決勝は力の差があり、レアルに0対3でリードを許してしまう。だが、後半15分、丈一はセンターサークルの右付近でボールを受けると、4人を抜いてゴール前に迫り、そして最後は左足でシュートをするフリをして、飛び込んだGKをかわして、右足でゴールを決めた。計5人を抜いてのスーパーゴールだった。
結局、1対3で敗れたが、その活躍によって丈一は2026年W杯直前に日本代表に初招集され、本大会でレギュラーになってベスト16進出に貢献したのだ。さらにレアルへの移籍を勝ち取った。

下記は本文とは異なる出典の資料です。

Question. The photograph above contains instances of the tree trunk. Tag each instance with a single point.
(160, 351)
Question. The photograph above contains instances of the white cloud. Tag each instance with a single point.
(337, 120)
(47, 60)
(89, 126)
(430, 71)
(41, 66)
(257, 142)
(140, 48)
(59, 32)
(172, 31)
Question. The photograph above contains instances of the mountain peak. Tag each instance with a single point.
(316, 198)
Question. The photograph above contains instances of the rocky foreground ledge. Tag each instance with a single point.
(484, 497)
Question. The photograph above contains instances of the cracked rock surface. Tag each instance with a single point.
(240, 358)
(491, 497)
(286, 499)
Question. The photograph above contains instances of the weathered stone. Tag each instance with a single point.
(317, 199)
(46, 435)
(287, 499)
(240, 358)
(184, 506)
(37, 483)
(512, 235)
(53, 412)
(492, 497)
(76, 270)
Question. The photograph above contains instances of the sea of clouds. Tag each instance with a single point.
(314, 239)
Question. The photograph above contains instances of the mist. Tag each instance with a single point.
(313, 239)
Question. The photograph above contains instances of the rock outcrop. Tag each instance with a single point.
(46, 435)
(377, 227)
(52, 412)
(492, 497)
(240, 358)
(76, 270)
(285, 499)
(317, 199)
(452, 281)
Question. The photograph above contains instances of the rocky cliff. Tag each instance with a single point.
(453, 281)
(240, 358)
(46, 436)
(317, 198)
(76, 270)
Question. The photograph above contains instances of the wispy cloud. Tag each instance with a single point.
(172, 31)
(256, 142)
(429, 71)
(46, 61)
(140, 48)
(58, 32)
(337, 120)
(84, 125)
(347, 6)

「あのとき僕は19歳。柏ソラーレでサブでした。でも丈一さんを見ていたら、『俺もできる』って自分を信じられたんです」
グーチャンはスマートフォンの画面をメモ帳に切り替え、手を伸ばして丈一に見せた。
「それから丈一さんのインタビューを読み漁って、発言をメモし始めたんですよ。『ビッグクラブから逆算して行動しろ』、『ピッチで働き蜂になるな』、『普段は80%でいい。勝負所のみで100%を出せ』。すごく影響を受けました」
ビッグクラブから逆算する、それは丈一が初めて持った行動規範だった。日本人がレアル・マデリードでプレーするにはどうしたらいいか? 丈一は小学生のときから、そのことばかり考えていた。日本人の献身性を生かして働き蜂になれば、おそらく4大リーグのほとんどのクラブに移籍できるだろう。だが、それではレアルには届かない。
レアルは90分間ピッチを支配する王様だ。彼らが求めているのは働き蜂ではない。自陣に閉じこもる敵を、砕く破壊者を求めている。
丈一は中学生でそれに気づき、ひたすらドリブルを練習した。特にお手本にしたのがオランダ代表のロッペンだ。肘を翼のように後ろに振り上げる動きから、敵を斬るように抜いていく。
だが、サッカーはだまし合いだ。常に100%でプレーしていると、いくら切れ味のいい刀を持っていても、相手に研究されて逃げられてしまう。
「普段は80%でプレーし、ここだというときにパワーを100%に上げる。それが大舞台で決定的な仕事ができる最大の秘密だ」
丈一はあるインタビューでそう明かしたことがある。おそらくグーチャンはそれを読んだのだろう。
グーチャンは楽しそうに「でもね」と言うと、丈一のすぐ左隣の席にスライドしてきた。
「それだけが最大の秘密ではない、ってことに僕は気づいたんですよ。もっとすごい企業秘密があるってね。僕は丈一さんに憧れて、何度も、何度も、何度もプレーを見ているうちに分かりました」
丈一は「おいおい、突然何を言い出すんだ」と身をのけぞると、グーチャンは丈一の左腿を突いた。
「丈一さんのプロフィールを見ると、左利きっていうことになっていますね。でも、本当に左利きなんですか?」
丈一は驚きのあまりグーチャンを睨んだ。